Sécuriser les captages d’eau potable face aux vulnérabilités du karst

Dans un aquifère karstique, l’infiltration peut être rapide et peu filtrée. Une pollution déposée à la surface d’une doline, d’une perte ou d’un vallon sec peut atteindre une source captée en quelques heures, selon les conditions hydrologiques. Les traçages permettent d’identifier les connexions et d’estimer les temps de transit. Ces informations contribuent à définir les périmètres de protection, notamment la zone immédiate autour de l’ouvrage et la zone rapprochée où les activités présentant un risque doivent être encadrées.

La carte hydrogéologique devient alors un outil d’aménagement concret. Elle peut guider le choix d’un réseau d’assainissement, l’implantation d’une activité agricole, la gestion des routes ou la surveillance des zones d’infiltration. La protection ne repose pas uniquement sur les interdictions. Elle nécessite un suivi des débits, de la turbidité et de la qualité microbiologique, ainsi qu’une information claire des propriétaires et des collectivités.

  • Repérer les pertes, dolines, avens et zones de recharge rapide dans le bassin d’alimentation.
  • Éviter le stockage de produits polluants sur les secteurs directement connectés aux captages.
  • Prévoir des procédures d’alerte en cas d’accident, de pluie intense ou de hausse brutale de turbidité.
  • Actualiser les périmètres de protection lorsque de nouvelles données de traçage apparaissent.
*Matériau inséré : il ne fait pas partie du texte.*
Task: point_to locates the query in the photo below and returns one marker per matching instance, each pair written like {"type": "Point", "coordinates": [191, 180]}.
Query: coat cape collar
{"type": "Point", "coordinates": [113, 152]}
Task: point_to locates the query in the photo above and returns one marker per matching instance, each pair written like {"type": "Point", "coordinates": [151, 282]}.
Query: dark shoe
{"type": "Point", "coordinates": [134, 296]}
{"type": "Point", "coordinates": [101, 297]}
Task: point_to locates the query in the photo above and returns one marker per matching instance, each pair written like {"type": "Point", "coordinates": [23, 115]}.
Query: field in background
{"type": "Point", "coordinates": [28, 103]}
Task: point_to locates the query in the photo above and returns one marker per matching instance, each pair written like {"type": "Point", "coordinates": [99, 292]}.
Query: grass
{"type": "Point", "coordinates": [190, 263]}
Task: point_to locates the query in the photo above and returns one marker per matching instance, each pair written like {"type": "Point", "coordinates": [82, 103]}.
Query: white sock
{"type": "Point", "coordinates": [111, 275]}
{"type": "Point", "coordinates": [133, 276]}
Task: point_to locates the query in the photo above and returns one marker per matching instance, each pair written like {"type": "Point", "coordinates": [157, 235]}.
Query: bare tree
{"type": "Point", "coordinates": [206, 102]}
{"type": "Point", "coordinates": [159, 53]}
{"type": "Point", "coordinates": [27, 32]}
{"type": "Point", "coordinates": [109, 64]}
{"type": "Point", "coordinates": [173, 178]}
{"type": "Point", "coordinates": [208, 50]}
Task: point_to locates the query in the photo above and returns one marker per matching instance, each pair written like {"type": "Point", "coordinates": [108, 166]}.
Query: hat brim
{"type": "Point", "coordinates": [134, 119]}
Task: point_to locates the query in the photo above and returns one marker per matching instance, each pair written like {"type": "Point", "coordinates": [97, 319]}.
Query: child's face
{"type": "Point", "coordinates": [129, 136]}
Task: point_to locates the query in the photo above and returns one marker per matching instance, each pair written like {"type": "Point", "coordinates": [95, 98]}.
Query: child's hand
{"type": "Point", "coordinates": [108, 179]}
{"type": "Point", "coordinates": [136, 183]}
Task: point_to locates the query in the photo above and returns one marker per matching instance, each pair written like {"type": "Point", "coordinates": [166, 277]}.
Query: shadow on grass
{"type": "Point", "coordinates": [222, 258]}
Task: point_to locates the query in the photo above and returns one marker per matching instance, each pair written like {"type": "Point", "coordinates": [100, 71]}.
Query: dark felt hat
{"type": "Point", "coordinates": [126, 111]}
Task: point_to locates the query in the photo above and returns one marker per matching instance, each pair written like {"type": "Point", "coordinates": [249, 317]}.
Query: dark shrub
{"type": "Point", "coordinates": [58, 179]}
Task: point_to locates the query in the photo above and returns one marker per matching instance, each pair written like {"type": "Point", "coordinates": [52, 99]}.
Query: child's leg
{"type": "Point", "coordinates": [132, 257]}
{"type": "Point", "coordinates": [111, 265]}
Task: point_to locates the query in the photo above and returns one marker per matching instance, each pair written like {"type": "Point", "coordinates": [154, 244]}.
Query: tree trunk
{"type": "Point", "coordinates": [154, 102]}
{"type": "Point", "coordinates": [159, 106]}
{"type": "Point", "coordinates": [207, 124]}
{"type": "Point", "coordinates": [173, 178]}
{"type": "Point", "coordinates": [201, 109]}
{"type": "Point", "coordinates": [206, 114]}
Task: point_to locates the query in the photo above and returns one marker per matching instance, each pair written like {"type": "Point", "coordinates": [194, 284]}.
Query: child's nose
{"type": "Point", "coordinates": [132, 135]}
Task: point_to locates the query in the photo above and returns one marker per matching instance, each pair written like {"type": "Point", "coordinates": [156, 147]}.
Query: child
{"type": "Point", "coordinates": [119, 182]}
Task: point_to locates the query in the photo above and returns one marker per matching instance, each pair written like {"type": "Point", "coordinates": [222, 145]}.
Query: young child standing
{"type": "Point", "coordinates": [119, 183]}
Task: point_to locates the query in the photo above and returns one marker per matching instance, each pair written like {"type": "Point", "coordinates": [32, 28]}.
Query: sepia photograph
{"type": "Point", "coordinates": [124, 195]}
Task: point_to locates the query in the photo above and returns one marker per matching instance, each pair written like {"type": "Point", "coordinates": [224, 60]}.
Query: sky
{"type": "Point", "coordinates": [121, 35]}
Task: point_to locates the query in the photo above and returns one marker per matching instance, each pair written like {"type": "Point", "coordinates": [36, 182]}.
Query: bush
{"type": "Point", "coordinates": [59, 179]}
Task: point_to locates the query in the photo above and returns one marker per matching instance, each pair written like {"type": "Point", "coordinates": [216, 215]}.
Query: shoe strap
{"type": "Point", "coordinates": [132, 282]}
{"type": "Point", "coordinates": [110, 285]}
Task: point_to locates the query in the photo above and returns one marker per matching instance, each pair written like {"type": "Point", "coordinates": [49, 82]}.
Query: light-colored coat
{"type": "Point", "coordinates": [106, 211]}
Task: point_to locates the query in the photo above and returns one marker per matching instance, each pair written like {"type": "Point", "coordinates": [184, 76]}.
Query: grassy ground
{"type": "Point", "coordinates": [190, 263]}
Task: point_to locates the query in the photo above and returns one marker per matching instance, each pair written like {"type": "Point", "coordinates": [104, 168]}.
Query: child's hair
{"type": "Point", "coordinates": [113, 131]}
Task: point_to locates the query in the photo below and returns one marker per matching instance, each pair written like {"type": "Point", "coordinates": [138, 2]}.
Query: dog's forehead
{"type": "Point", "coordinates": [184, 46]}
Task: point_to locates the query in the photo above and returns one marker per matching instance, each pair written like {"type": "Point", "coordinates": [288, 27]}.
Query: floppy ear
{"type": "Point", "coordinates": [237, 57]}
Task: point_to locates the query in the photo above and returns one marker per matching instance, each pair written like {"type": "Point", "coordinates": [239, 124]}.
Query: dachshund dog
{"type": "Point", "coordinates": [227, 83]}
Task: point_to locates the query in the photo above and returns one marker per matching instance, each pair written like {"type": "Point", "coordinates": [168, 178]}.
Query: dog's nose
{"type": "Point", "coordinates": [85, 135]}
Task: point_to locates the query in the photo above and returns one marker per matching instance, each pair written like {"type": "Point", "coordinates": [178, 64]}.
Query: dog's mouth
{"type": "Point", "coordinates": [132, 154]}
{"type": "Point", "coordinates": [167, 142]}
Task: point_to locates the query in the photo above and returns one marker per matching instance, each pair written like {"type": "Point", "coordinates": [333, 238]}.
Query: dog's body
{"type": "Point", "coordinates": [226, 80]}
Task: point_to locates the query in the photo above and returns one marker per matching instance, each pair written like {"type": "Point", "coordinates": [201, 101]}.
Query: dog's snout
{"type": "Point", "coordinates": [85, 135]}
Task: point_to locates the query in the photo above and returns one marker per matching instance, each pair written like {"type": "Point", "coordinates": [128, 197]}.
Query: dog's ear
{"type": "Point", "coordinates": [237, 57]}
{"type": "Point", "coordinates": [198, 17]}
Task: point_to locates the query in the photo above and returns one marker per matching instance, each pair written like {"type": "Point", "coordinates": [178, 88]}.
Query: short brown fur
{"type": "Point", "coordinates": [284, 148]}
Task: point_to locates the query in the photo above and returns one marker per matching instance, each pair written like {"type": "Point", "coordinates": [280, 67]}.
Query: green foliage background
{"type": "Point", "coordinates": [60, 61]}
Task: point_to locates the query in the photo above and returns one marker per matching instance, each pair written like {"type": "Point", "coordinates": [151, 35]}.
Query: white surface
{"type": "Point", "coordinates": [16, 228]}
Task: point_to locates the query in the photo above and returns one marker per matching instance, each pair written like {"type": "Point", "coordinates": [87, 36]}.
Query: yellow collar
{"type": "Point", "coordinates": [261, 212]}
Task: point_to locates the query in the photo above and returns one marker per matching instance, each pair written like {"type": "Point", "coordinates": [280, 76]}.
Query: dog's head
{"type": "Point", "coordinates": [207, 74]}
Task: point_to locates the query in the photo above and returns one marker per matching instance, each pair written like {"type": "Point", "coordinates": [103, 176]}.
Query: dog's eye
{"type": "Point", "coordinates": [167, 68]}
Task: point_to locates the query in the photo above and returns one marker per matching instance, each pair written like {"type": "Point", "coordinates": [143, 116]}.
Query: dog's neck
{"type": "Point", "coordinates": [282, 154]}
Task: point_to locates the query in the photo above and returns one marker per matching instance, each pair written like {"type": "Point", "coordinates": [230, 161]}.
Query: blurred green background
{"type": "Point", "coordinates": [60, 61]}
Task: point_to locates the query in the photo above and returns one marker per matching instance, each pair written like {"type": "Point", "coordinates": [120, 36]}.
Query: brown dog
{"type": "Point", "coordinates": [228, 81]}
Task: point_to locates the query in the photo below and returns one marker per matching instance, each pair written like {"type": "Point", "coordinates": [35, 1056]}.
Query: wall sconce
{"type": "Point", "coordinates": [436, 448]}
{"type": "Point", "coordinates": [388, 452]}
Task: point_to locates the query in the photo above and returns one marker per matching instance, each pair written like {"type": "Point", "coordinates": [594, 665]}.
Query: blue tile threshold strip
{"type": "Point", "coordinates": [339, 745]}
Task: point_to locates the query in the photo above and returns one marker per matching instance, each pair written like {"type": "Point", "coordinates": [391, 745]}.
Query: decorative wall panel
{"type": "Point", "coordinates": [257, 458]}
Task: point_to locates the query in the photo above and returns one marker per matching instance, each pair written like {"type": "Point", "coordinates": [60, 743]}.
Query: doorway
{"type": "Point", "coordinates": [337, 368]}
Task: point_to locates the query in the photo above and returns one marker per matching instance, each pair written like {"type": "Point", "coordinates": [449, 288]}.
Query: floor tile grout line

Préserver durablement notre patrimoine hydrique souterrain

Le traçage hydrogéologique relie deux cultures de terrain qui ne doivent pas être séparées. La spéléologie apporte la lecture des formes, des conduits, des niveaux de galeries et des pièges de progression. L’hydrogéologie apporte les mesures, les bilans, les analyses et les modèles capables de replacer une observation locale dans le fonctionnement global de l’aquifère. Ensemble, ces approches rendent visibles des circulations qui resteraient autrement réduites à des suppositions.

La méthode demande de la continuité, car un seul essai ne suffit pas toujours à décrire un réseau karstique soumis aux saisons, aux crues et aux périodes d’étiage. La surveillance régulière, la conservation des données et le partage entre associations, laboratoires et gestionnaires permettent d’anticiper les tensions sur la ressource et les pollutions diffuses. Pour chaque pratiquant, la vigilance commence par le respect des zones d’infiltration, la limitation des déchets et l’application des règles d’accès. Préserver une cavité, c’est aussi protéger le chemin invisible de l’eau vers les sources et les captages.